The early buzz on Apple’s first-ever wireless over-ear headphones, AirPods Max, has largely centered on the eye-popping price tag. At $549, the headphones are a good deal more expensive than even other top-of-the-line options, such as Bowers & Wilkins PX7 (which costs $399) and BoseQuietComfort 35 II ($269).
Whether the AirPods Max are worth the extra cash remains to be seen—expect reviews to start rolling in when they become available on Dec. 15. But there’s a good chance that the AirPods Max will be a boon for Apple whether or not they’re a hit, driving sales of its cheaper but still pricey AirPods ($159) and AirPods Pro ($249).

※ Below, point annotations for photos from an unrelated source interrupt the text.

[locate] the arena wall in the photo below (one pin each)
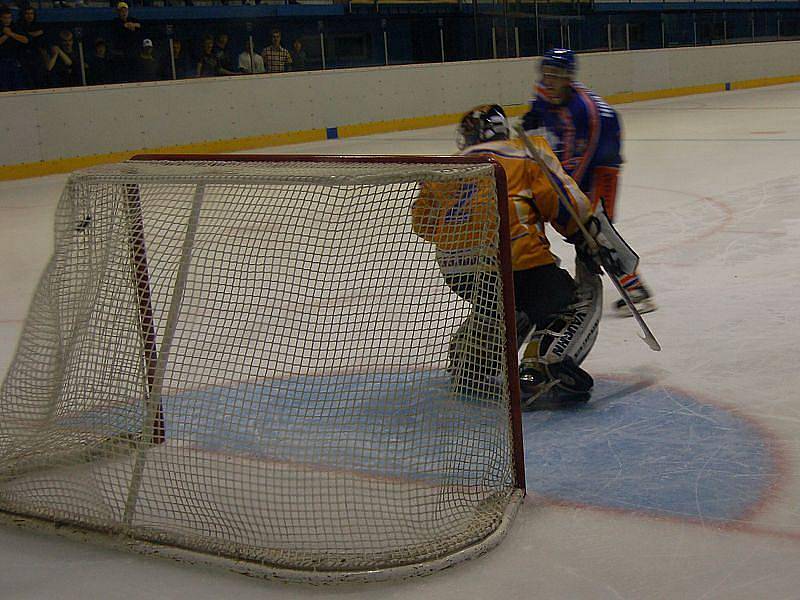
(49, 131)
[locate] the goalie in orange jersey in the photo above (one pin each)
(557, 316)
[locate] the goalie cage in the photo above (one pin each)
(244, 360)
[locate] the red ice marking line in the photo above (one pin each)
(743, 522)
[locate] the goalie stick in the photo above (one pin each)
(533, 152)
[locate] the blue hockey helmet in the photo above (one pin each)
(483, 123)
(560, 58)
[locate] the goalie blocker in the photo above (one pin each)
(610, 251)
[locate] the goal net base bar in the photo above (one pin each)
(123, 543)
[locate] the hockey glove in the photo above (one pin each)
(609, 251)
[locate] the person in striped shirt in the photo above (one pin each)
(277, 59)
(585, 133)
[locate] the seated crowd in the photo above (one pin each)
(32, 57)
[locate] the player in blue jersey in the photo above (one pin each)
(584, 131)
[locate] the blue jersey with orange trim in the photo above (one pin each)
(584, 133)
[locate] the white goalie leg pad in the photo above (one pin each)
(616, 256)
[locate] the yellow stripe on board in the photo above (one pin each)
(65, 165)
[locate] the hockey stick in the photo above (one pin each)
(648, 337)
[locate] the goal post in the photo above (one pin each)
(264, 359)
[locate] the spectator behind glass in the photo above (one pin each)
(63, 64)
(33, 55)
(207, 64)
(12, 77)
(100, 69)
(125, 42)
(246, 65)
(147, 67)
(182, 67)
(276, 58)
(298, 56)
(224, 62)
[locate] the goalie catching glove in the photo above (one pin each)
(607, 248)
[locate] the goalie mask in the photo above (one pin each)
(485, 123)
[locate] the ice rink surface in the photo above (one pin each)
(680, 479)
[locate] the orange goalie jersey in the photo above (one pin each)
(458, 217)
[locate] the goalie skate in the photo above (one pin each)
(564, 381)
(642, 300)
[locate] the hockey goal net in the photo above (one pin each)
(251, 357)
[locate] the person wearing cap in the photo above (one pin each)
(126, 42)
(100, 69)
(147, 67)
(63, 65)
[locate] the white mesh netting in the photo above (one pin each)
(251, 360)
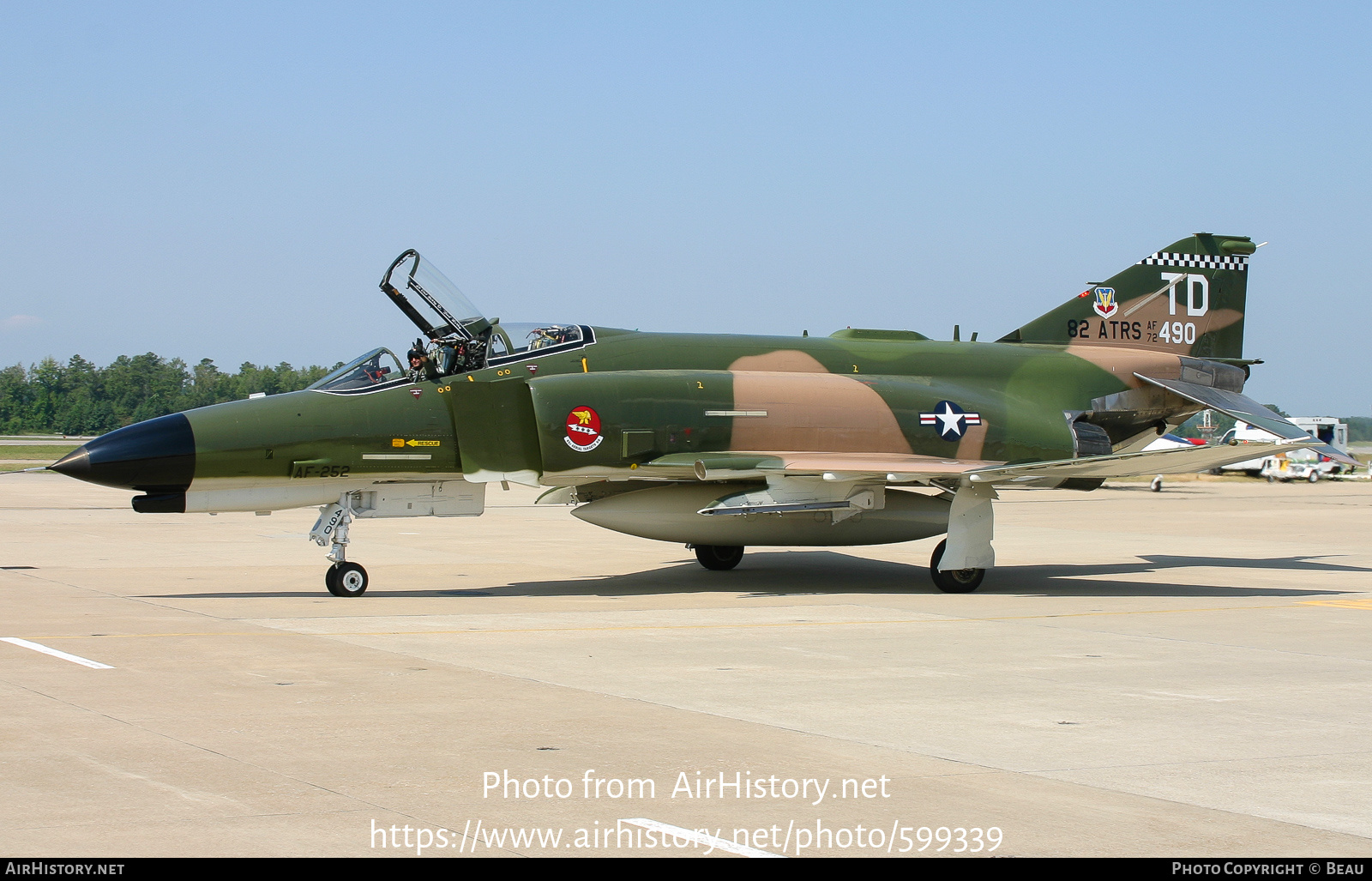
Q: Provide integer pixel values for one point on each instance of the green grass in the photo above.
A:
(38, 453)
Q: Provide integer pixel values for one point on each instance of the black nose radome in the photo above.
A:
(157, 456)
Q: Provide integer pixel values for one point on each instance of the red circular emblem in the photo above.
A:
(583, 430)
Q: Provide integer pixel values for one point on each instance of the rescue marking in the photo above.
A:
(75, 659)
(583, 431)
(951, 420)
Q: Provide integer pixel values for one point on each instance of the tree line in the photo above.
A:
(80, 398)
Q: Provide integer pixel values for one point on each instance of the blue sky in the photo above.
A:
(231, 183)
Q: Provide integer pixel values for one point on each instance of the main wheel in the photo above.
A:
(719, 556)
(346, 579)
(954, 581)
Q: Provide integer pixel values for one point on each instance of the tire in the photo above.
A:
(954, 581)
(346, 579)
(719, 558)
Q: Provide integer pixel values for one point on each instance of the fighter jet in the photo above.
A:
(724, 442)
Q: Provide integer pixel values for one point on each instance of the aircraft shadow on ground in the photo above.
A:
(799, 572)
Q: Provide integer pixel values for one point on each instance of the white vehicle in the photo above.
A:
(1285, 468)
(1298, 464)
(1170, 442)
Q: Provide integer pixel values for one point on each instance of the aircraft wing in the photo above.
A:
(1248, 411)
(906, 468)
(743, 466)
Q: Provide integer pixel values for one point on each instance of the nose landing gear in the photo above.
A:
(343, 578)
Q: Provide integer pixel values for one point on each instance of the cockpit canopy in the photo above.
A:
(376, 366)
(457, 336)
(450, 315)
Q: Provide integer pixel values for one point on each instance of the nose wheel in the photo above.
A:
(346, 579)
(718, 558)
(343, 578)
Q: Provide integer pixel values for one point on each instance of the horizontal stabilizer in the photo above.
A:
(1248, 411)
(1176, 460)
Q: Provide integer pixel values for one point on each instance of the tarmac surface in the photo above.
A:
(1173, 674)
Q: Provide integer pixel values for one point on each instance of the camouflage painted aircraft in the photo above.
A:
(720, 441)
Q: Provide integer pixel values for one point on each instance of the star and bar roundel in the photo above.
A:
(950, 420)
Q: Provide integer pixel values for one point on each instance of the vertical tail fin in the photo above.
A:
(1187, 298)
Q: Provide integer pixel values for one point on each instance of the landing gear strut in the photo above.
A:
(343, 578)
(718, 556)
(954, 581)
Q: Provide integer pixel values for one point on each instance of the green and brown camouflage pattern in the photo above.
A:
(663, 395)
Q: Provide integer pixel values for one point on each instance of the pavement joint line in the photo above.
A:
(948, 619)
(1191, 762)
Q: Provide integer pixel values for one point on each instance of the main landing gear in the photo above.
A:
(718, 556)
(954, 581)
(343, 578)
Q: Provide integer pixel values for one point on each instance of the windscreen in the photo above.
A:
(376, 366)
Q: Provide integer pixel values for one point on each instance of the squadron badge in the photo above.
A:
(950, 420)
(1104, 302)
(583, 430)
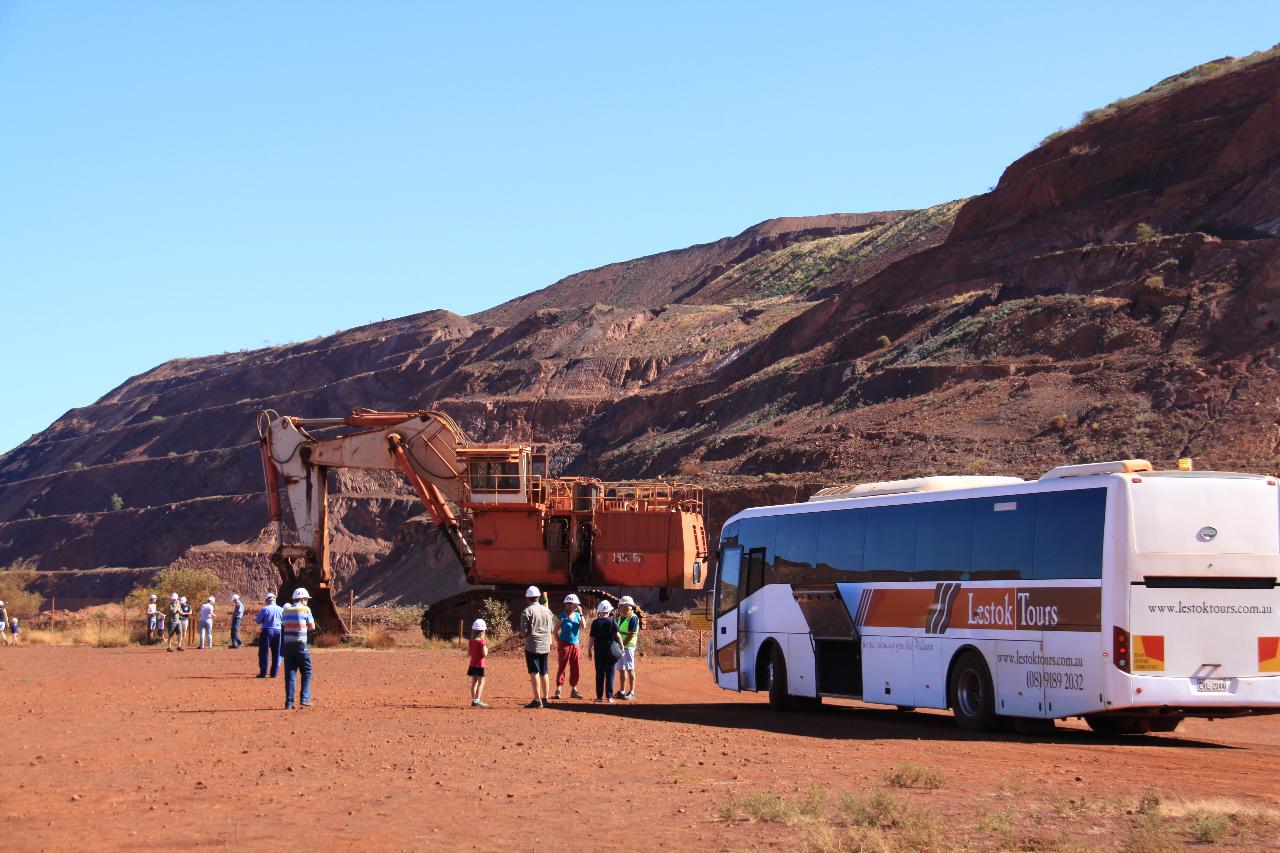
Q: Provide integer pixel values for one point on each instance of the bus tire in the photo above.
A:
(972, 693)
(778, 697)
(1111, 726)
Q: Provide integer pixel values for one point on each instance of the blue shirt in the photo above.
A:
(570, 625)
(270, 617)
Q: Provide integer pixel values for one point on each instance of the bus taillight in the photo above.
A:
(1120, 648)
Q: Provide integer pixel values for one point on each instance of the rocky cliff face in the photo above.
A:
(1116, 295)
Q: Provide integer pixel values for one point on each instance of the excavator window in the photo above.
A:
(494, 475)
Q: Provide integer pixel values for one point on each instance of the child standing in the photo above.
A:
(478, 649)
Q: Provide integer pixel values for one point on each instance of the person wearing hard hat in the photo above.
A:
(293, 647)
(174, 619)
(604, 639)
(269, 619)
(535, 628)
(152, 612)
(629, 626)
(183, 617)
(237, 615)
(566, 644)
(478, 651)
(206, 624)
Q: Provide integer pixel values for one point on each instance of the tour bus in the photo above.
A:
(1109, 591)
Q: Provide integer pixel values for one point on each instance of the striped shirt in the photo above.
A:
(297, 620)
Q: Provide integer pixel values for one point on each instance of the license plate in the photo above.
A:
(1214, 685)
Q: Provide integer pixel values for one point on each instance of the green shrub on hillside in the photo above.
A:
(196, 584)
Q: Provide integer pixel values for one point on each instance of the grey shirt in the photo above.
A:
(536, 624)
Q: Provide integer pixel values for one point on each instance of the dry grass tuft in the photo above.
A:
(912, 775)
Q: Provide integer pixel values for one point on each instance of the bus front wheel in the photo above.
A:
(972, 693)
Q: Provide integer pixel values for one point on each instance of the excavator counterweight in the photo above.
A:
(506, 519)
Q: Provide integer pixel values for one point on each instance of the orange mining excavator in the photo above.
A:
(508, 521)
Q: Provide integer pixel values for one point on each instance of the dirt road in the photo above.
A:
(135, 746)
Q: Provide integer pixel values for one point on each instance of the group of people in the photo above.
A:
(612, 643)
(9, 629)
(176, 621)
(282, 635)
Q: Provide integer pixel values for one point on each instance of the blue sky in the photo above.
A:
(186, 178)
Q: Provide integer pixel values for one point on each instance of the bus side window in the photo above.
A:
(726, 583)
(890, 542)
(1069, 533)
(1004, 538)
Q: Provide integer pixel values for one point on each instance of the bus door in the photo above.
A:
(727, 582)
(752, 579)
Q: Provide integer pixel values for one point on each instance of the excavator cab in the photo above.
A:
(515, 525)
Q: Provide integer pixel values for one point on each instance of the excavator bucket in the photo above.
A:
(323, 607)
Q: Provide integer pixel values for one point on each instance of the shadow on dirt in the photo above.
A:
(842, 723)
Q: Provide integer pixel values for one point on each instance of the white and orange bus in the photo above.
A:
(1125, 596)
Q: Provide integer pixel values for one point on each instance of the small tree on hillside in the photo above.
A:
(14, 579)
(196, 584)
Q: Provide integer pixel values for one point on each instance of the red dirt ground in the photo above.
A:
(113, 748)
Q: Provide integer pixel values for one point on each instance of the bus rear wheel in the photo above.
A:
(972, 694)
(778, 697)
(1105, 725)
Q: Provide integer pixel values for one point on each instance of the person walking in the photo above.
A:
(206, 624)
(478, 651)
(152, 614)
(629, 626)
(603, 639)
(296, 621)
(183, 619)
(566, 646)
(174, 619)
(237, 615)
(269, 635)
(535, 629)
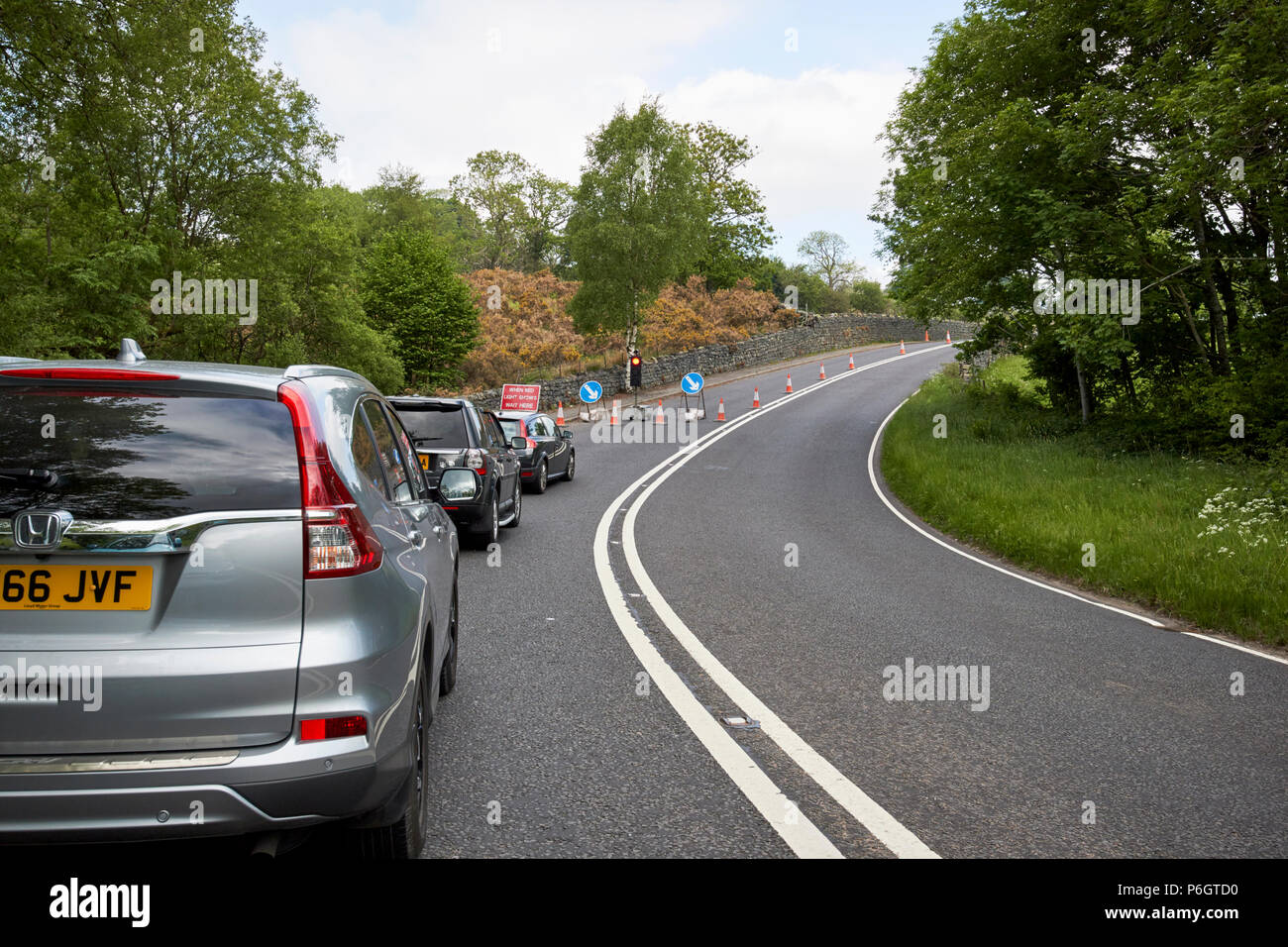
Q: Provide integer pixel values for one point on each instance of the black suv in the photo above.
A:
(451, 432)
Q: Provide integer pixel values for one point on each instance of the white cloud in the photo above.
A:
(429, 93)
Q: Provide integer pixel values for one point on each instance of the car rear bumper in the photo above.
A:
(288, 785)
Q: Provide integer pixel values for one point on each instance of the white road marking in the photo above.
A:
(1236, 647)
(863, 808)
(876, 487)
(802, 835)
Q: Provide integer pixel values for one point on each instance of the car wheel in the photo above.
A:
(406, 838)
(447, 684)
(518, 504)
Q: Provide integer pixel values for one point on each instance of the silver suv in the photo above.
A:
(227, 604)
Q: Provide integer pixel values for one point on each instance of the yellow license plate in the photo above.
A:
(76, 587)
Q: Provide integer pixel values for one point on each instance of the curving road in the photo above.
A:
(759, 574)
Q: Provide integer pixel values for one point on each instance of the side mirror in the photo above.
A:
(459, 483)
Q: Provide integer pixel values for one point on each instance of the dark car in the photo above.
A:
(548, 449)
(454, 433)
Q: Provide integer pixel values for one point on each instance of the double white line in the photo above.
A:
(802, 835)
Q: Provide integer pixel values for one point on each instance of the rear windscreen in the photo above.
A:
(132, 457)
(434, 425)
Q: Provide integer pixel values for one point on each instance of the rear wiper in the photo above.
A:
(29, 478)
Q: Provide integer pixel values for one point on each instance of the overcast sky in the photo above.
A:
(430, 84)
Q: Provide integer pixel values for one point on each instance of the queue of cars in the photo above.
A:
(228, 595)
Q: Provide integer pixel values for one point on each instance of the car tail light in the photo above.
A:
(338, 539)
(90, 373)
(334, 727)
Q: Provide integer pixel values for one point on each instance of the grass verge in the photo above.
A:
(1203, 541)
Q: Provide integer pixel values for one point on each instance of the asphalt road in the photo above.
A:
(782, 585)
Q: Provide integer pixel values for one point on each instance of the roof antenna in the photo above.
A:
(130, 352)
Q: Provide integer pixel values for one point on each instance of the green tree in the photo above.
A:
(1150, 145)
(548, 204)
(410, 291)
(638, 218)
(493, 188)
(828, 257)
(735, 230)
(866, 296)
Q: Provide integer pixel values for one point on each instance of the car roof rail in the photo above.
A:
(130, 352)
(320, 369)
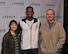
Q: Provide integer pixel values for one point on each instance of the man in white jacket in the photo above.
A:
(29, 28)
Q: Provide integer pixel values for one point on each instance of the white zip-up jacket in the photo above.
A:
(29, 36)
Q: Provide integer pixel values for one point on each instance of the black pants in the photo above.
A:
(29, 51)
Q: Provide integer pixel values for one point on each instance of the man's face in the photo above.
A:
(13, 26)
(50, 15)
(29, 12)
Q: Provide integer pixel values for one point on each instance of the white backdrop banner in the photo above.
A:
(15, 9)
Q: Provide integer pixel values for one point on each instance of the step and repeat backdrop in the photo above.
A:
(15, 9)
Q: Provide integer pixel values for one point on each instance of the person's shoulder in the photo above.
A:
(6, 35)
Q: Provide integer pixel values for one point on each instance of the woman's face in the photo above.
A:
(13, 26)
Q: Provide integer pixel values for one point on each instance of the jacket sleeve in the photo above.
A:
(19, 31)
(5, 46)
(61, 37)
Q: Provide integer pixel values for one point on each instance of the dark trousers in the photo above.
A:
(29, 51)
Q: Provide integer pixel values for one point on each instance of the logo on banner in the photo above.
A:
(17, 3)
(35, 4)
(8, 17)
(51, 5)
(2, 30)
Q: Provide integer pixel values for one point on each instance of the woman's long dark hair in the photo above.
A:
(12, 21)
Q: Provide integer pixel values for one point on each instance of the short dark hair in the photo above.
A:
(29, 7)
(12, 21)
(51, 10)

As Nicole Nguyen reports for the Wall Street Journal, Apple is a master of the “Goldilocks” strategy, offering variations of a given product like the iPhone or iPad at a range of price points. This pricing sends a message to consumers that the product itself is attainable; the question isn’t whether you can afford an iPhone or Apple’s wireless headphones, but which level of luxury you can afford.
Also relevant is the phenomenon by which introducing a more lavish option of a product makes the first option look like a relative bargain. As Nguyen notes: “A seminal 1992 research paper looked at a $275 bread-baking appliance sold by Williams-Sonoma. When the retailer added a second model, similar to the first but larger and more expensive at $429, sales of the cheaper model doubled.” Peloton had a similar payoff this year when it debuted a souped-up stationary bike, the Bike+, for $2,495 in September and lowered the price of its original bike by $350, to $1,895. Apple may well find that the exorbitantly expensive AirPods Max make its basic AirPods appear more accessible.
To be sure, AirPods are already hugely popular. Sales of the wireless earbuds roughly doubled to $6 billion in 2019, according to analyst Toni Sacconaghi of Bernstein, who predicted that sales could reach $15 billion by the end of 2020, buoyed by the introduction of the AirPods Pro in October 2019.
But Sacconaghi also noted that Apple’s growth from AirPods could quickly taper off within a few years, precisely because so many people were becoming devotees so quickly. “Given AirPods’ extraordinarily steep adoption curve and rapid saturation of the iPhone installed base, we see a dramatic deceleration in AirPods revenue growth by 2021 or 22, to single digit growth rates or possibly lower,” he wrote in a note.
One way to ward off such an eventuality is to introduce a bunch of options in this category. The AirPods Max could prompt people to bite the bullet and buy a basic set, but current AirPod owners looking to up their audio game may also decide to keep adding to their collections. Next up: AirPods Sport?